Il prof. Adriano Fabris ha poi lumeggiato gli aspetti filosofico-antropologici, a partire dalla questione del linguaggio e della terminologia adottata, significando le differenze anche semantiche tra termini che spesso vengono usati quali sinonimi, ma che sinonimi non sono.
Gli aspetti più propriamente teologico-morali sono affidati alla competenza del prof. Maurizio Faggioni il quale, pur con la cautela indispensabile, chiarisce le differenze sostanziali tra l’adozione degli embrioni e la fecondazione eterologa, e ipotizza che le maggiori difficoltà ad accogliere la proposta dell’adozione prenatale “siano legate al delicato contesto della procreativa contemporanea”, dove la generazione extracorporea, svincolata dalla relazione sessuale coniugale, costituisce il vero ostacolo ad un giudizio favorevole. Se il congelamento, ed il successivo scongelamento degli embrioni, fosse l’unica via per salvaguardare l’embrione in pericolo, ben si potrebbe ipotizzare che tale soluzione diventi auspicata nella logica della maggior tutela possibile per ciascun embrione umano.
La sessione giuridica del convegno ha visto il confronto tra eminenti esponenti di tale ambito, a partire dal prof. Ferrando Mantovani, emerito di Diritto penale all’Università di Firenze, il quale ha ben chiarito che fondamento del ragionare – anche sul piano giuridico – è la doverosa individuazione delle vie per evitare la crioconservazione e, solo una volta perseguito questo obiettivo, prevedere di consentire l’attuazione di strategie finalizzate almeno al suo contenimento per quanto possibile.
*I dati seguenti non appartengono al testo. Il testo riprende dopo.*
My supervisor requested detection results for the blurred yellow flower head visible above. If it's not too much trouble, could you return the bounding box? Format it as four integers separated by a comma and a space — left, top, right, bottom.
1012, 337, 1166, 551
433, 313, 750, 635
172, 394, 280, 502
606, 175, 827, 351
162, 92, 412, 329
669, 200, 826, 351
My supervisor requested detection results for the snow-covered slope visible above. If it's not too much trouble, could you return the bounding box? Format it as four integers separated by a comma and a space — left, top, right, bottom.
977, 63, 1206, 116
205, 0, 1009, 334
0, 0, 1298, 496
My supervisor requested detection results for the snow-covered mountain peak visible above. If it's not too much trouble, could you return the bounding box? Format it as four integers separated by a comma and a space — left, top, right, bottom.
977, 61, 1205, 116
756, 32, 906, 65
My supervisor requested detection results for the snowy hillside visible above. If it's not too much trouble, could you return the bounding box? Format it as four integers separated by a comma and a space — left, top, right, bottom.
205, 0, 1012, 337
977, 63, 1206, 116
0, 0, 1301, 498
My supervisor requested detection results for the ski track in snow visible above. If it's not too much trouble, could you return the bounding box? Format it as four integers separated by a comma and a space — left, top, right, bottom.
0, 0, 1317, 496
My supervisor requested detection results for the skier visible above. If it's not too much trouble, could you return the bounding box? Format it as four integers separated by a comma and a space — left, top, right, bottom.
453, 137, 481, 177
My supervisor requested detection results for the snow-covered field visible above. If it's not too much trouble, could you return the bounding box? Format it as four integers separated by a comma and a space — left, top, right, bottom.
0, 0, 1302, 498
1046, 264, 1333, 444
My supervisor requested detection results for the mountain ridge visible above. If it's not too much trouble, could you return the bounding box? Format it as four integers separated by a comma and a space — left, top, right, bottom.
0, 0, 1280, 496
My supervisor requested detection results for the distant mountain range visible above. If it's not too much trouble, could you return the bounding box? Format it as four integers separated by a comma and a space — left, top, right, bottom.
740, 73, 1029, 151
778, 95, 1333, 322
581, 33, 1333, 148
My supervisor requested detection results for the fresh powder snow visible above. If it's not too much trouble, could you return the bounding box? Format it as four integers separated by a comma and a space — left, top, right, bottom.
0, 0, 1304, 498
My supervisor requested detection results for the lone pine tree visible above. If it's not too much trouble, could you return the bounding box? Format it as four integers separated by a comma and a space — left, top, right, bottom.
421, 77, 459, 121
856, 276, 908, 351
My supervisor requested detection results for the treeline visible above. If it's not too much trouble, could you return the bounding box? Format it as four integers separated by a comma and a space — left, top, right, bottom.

I contributi del prof. Luciano Eusebi e del prof. Andrea Nicolussi si snodano più precisamente sui piani applicativi del diritto, ripercorrendo, il primo, gli aspetti critici che discendono dalla sentenza n. 151/2009 della Corte Costituzionale, segnalando che la medesima sentenza non ha – genericamente – “smantellato” l’impianto della legge 40, ma ha anzi confermato che “la crioconservazione degli embrioni resta e deve restare intervento eccezionale, necessitato dal caso eccezionale di mancato trasferimento in utero di embrioni generati in vitro”, ed il secondo attraverso l’accostamento tra i percorsi di adozione post-natale e l’ipotizzato ricorso all’adozione prenatale.